CBGB
The CBGB Music Festival aims to capture the spirit of the legendary club. www.cbgb.com

The first CBGB Music Festival kicks off in New York Thursday, promising an energetic lineup of music acts reminiscent of the punk and hardcore bands that once performed at its eponymous club. The four-day event, produced by a group of investors who last year purchased the rights to the legendary East Village club's name, will take place at more than 30 venues in Brooklyn and Manhattan. The festival's promoters hope to revive the spirit of the original CBGB, the tiny Bowery venue that provided a home for early punk pioneers such as the Ramones, Blondie, Talking Heads and Patti Smith.

CBGB closed its doors in 2006 (with Smith performing its last show) after a rent dispute arose between owner Hilly Krystal and the building's landlord. Six years later, the club continues to occupy a peculiar place of fascination for New York underground culture enthusiasts as well as punk music fans around the world. Evidence of the club's legendary status can be seen not only in this week's festival, but also in an upcoming movie that retells the story of the club's 1970s heyday. The film, slated to hit theaters next year, will star Alan Rickman as Krystal, who passed away in 2007.

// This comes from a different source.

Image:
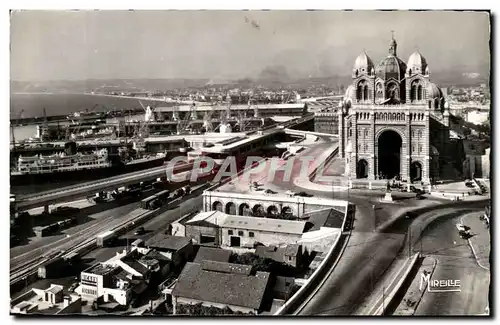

Of course, CBGB isn't the only performance venue that influenced the sounds, attitudes and cultural mores of its day. And while old-school punkers may argue that CB's influence could never be surpassed, it is not the only venue with a permanent place in music history. Here are five that managed to make some ample -- and amped up -- waves of their own.

Le Chat Noir (Paris, 1881-1887)

Located in Paris' Montmartre district, this diverse nightclub is often credited as the birthplace of cabaret. Catering to the growing Parisian middle class, it was an artistic breeding ground where poets, musicians and performers of all stripes could converge and try out new material. (You might say it held open-mic nights before the age of microphones.) The potpourri-style format evolved into the modern cabaret we know today, while the now-iconic poster, designed by the Art Nouveau painter Théophile Steinlen, has made its way into every Bed Bath & Beyond this side of the Eiffel Tower.

The Cotton Club (New York City, 1923-1940)

The cornerstone of the Harlem Renaissance, this pulsating jazz nitery provided an exciting showground for Depression-era black performers whose mark on American culture would be indelible. Duke Ellington, Count Basie, Bessie Smith, Cab Calloway, Ella Fitzgerald, Louis Armstrong, Dizzy Gillespie, Billie Holiday -- name an important jazz artist from the era, and chances are they tore the roof off the Cotton Club on several wine-soaked occasions. Prohibition be damned.

The Fillmore (San Francisco, 1966 - 1968)

Poised for its place in counterculture history, this trippy auditorium at the corner of Fillmore Street and Geary Boulevard became a hotspot for jam bands such as the Grateful Dead, Pink Floyd, Jimi Hendrix and others. Gonzo giant Hunter S. Thompson described its strobe-lit psychedelic ambiance to a tee in his signature book, Fear and Loathing in Las Vegas. The club reopened for a time in the 1980s, but the Loma Prieta earthquake of 1989 forced its eventual closure.

Whisky a Go Go (Los Angeles, 1964-Present)

L.A.'s live-fast-die-young answer to the trippy-dippy Fillmore, this staple of the Sunset Strip hosted '60s rockers such as the Byrds, Alice Cooper, Buffalo Springfield and, of course, the Doors -- that is, until Jim Morrison's Oedipal musings in the song The End famously got the band booted out. The Whisky enjoyed a renaissance in the 1980s, when Aqua Net-soaked hair bands from Mötley Crüe through Gun 'N Roses found a home here.

The Crocodile Café (Seattle, 1991-Present)

Early-90s grunge rockers came as they were and stayed until last call at this scrappy venue located in Seattle's Belltown neighborhood. A home away from home for local heroes such as Nirvana, Pearl Jam and Alice in Chains, the indomitable Croc was the perfect spot for catapulting the coming age of flannel from the backwoods of the Northwest into the mainstream. Word on the street is that you can still wear cut-off jeans with long johns here without getting laughed out of town.